I have often been asked how I manage to find a new topic to write on every week. Truth be told, it is hard work. It helps that I read a lot on a wide range of diverse topics, and that I have worked at the intersection of law and society for over two decades. So there are a fair number of experiences I can draw upon to help place current legislative developments in a historical context. But even so, trying to find new perspectives to take and write about is hard work, and I wish there was a reliable technological solution I could use to help me do it.
Earlier this year, I, along with the rest of the world, was blown away by a new artificial intelligence (AI) system that seemed to have an almost human-like facility with the English language. It was called GPT-3 and was the latest iteration of the machine-learning language system developed by OpenAI that was capable of generating text so coherent that it was indistinguishable from human prose. So impressive was this technology that some of the early articles describing GPT-3 were written by the AI engine itself, and it was not until the end of the article, when readers were informed they had been reading the words of a machine, that it dawned on them that they had been reading computer-generated text.

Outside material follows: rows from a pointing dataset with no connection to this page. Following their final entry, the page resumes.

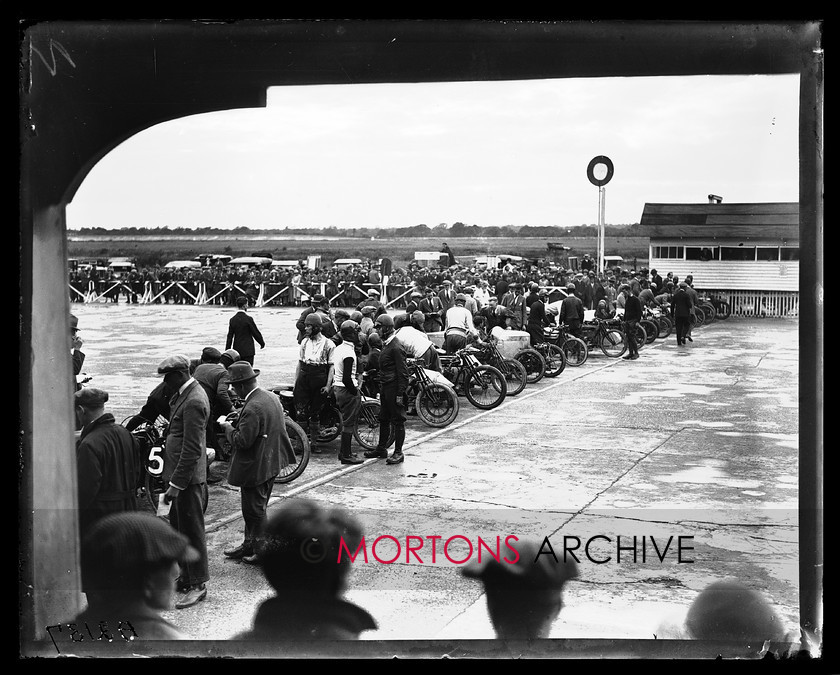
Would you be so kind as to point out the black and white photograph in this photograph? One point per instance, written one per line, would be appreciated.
(421, 339)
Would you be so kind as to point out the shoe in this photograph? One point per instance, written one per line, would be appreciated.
(192, 597)
(370, 454)
(239, 552)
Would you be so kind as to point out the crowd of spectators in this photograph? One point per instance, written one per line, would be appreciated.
(348, 285)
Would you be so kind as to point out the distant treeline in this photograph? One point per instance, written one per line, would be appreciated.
(443, 230)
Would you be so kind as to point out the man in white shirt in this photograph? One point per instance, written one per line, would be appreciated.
(313, 378)
(459, 326)
(482, 294)
(417, 345)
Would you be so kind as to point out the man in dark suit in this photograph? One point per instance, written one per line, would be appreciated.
(432, 309)
(261, 448)
(185, 470)
(447, 299)
(393, 381)
(681, 309)
(107, 461)
(571, 311)
(76, 354)
(243, 332)
(212, 375)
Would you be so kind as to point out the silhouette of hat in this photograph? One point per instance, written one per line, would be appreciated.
(530, 571)
(241, 371)
(120, 546)
(174, 363)
(210, 353)
(232, 355)
(90, 397)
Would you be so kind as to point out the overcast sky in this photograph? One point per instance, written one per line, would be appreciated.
(482, 153)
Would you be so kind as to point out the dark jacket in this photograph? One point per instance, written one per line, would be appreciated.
(633, 308)
(213, 378)
(108, 469)
(157, 405)
(280, 618)
(681, 304)
(571, 310)
(242, 332)
(393, 370)
(260, 443)
(185, 455)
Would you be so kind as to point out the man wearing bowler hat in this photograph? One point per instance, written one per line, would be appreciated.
(260, 449)
(185, 470)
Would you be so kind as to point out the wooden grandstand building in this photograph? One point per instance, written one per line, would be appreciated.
(748, 254)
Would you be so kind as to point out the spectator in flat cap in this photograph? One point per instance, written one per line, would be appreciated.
(366, 324)
(414, 302)
(228, 357)
(432, 309)
(185, 471)
(524, 597)
(372, 300)
(108, 463)
(212, 376)
(243, 332)
(129, 563)
(299, 555)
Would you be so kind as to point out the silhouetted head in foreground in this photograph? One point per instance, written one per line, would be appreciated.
(525, 597)
(728, 610)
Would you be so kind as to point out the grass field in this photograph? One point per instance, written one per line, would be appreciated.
(399, 250)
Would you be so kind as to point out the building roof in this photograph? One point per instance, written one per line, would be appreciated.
(725, 221)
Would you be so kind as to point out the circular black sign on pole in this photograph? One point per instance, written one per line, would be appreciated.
(590, 170)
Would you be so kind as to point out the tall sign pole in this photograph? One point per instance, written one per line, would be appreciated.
(599, 172)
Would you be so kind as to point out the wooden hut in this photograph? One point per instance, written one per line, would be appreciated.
(747, 254)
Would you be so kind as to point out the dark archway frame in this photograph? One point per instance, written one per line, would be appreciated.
(86, 86)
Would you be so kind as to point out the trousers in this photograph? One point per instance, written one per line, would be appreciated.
(187, 516)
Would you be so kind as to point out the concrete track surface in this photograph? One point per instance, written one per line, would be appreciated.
(697, 441)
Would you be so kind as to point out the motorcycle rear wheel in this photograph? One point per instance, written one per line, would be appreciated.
(300, 444)
(437, 405)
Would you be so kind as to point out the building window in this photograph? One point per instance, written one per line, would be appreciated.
(767, 253)
(737, 252)
(702, 253)
(671, 252)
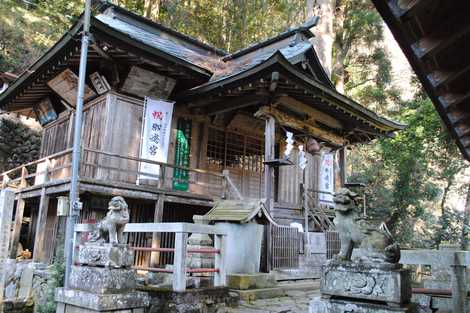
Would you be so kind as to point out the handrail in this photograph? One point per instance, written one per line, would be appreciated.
(51, 156)
(181, 231)
(117, 155)
(458, 261)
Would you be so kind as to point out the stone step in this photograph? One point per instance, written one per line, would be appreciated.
(284, 289)
(298, 273)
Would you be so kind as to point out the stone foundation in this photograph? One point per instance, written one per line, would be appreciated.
(102, 279)
(72, 301)
(106, 255)
(207, 300)
(103, 282)
(385, 282)
(319, 305)
(251, 281)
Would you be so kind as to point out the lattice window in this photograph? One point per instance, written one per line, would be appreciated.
(234, 150)
(216, 147)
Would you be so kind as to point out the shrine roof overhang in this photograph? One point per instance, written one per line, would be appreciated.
(275, 78)
(435, 38)
(131, 41)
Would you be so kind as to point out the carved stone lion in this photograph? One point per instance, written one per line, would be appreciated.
(111, 228)
(355, 230)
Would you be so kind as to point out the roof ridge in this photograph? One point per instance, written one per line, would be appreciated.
(304, 29)
(161, 26)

Almost at once, examples of the many uses to which such technology could be put were described. Some argued that once it becomes possible for us to converse with computers at a conceptual level, we could find answers to philosophical questions about the existence of God and the meaning of life. Others pointed out that GPT-3 could be used to provide a medical diagnosis or serve as a therapist. There were also some who began to conceptualize a future without keyboards—where we would use a touch interface to massage prose into a form of our choice, just like we manipulate images today with photo-editing software.
Despite its promise, GPT-3 is not the solution I’ve been looking for. Don’t get me wrong. It is an impressive step forward, showing us just how far computers have come in their ability to work with words. But as impressive as it is, GPT-3 is little more than a glorified auto-complete program that generates essay-length suggestions of appropriate text in much the same way that our mobile operating systems suggest short sentence responses to the text messages we receive. The text it produces makes coherent sense not because it understands any better the meaning of the words it uses, or their conceptual context, but because it is really good at identifying sentence patterns and using those to generate other sentences that make contextual sense. This is not intelligence, just an impressive parlour trick.
The internet has brought all the world’s knowledge within our grasp. But access to information is just the first step. What we need next are tools to reveal connections hidden deep within that knowledge. As good as machines have become at predicting patterns, they are still hopeless at connecting the dots. That is why a tool like GPT-3 is not really useful for what I want to do. What I need instead is technology that helps me think.
Niklas Luhmann was a German scholar who in the course of his career wrote 70 books and over 400 scholarly articles. The secret behind this prodigious output was a technique that he called Zettlekasten—a systematic note-taking workflow that has all of a sudden become a rage among some of the world’s top knowledge warriors.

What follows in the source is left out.